Even so, Ava says, the characters' occupations put them on a collision course. "In this episode, Calvin and Nova's relationship really comes to a head. What they do for a living starts to invade their relationship to a point where they can no longer deny it. They can no longer go in her beautiful house and close the door and just be together," Ava says. "The outside has come in."

Additionally, "By Any Chance" delves deep into the issue of sexual consent in the Charley and Davis storyline. "We wanted to get into this issue of rape and exploring the matter of consent, that there is a moment of consent that is always present, and if it's not present, it's absent, and that means no," Ava says. "We wanted to try to frame it in a storyline that felt emotionally resonant but that also really started to peel back the layers. As the storyline goes on, we're basically asking the audience to challenge their notions of what consent is, and we frame it in the character of Davis because there's so much privilege that goes along with the idea of who's guilty and who's not guilty."
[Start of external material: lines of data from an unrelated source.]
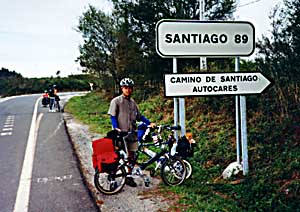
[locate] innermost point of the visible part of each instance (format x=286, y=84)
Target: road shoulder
x=129, y=199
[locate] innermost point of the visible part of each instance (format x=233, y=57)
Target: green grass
x=273, y=182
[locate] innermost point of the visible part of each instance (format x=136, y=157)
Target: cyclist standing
x=57, y=99
x=51, y=93
x=124, y=113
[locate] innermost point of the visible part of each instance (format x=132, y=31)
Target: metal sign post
x=241, y=126
x=194, y=39
x=176, y=108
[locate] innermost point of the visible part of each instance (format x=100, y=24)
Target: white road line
x=7, y=125
x=22, y=199
x=7, y=129
x=7, y=133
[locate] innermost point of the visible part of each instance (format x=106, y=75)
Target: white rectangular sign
x=215, y=84
x=191, y=38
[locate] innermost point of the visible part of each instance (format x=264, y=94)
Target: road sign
x=205, y=84
x=192, y=38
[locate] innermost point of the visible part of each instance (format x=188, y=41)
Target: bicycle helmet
x=127, y=82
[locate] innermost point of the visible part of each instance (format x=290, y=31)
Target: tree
x=123, y=43
x=280, y=56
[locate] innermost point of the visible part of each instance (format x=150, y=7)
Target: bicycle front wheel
x=173, y=171
x=110, y=183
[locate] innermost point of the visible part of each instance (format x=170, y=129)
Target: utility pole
x=203, y=65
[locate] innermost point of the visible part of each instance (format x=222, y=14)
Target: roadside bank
x=129, y=199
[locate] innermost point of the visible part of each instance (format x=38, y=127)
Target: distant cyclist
x=54, y=98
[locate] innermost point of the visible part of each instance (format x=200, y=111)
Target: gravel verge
x=129, y=199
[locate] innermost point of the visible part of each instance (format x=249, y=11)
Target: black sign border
x=240, y=94
x=200, y=55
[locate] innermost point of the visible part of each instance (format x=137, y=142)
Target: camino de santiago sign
x=185, y=38
x=215, y=84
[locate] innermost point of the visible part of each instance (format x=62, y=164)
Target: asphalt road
x=55, y=182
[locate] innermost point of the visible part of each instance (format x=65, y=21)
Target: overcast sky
x=37, y=37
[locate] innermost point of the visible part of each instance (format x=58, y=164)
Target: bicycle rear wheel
x=189, y=169
x=110, y=183
x=173, y=171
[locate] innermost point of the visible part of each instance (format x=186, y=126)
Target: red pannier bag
x=104, y=156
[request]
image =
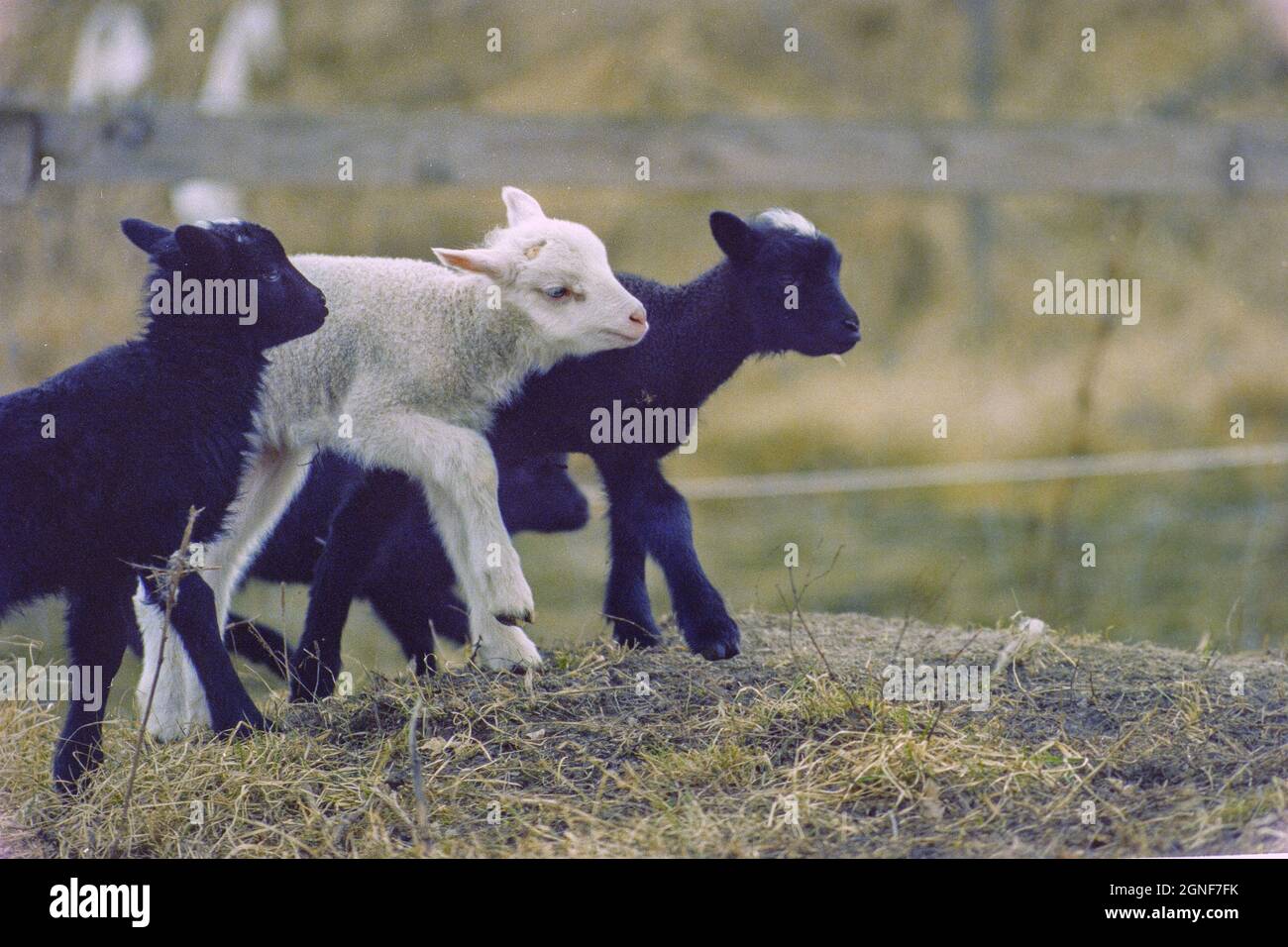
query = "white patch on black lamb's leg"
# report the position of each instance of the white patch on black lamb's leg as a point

Ava maintains that examining such a complex issue requires fully developed, complex characters. "You know, it's really hard for us to call our heroes guilty because we put them on a pedestal. So, yeah, this is a really complicated storyline, and Charley is not handling it as a stock character," Ava says. "In the right way, at every point, she interacts with the issue. She's dealing with it as a human being would. It will be interesting to watch as she learns more about that night and her own preconceived notions about what this is are challenged, and hopefully it sparks conversation and dialogue."

Finally, Ava praises Victoria Mahoney, the woman who helmed Episode 5. "A sister named Victoria Mahoney directed this episode," she says. "I smile when I think about her because she's really one of a kind. She's a firecracker. Victoria brings her whole self to it. This is one of my favorite episodes. I thought she just did some beautiful things with camera and cinematography."

Ava stresses that Victoria's involvement highlights the larger mission of the series. "This is a woman who had made a beautiful film, and no one would hire her to direct an episode of television," Ava says. "It's wrong. It's something that Queen Sugar tried to be a part of fixing the solution to. Now all of them are killing it, and she's leading the charge. Victoria Mahoney. Look her up. Remember the name."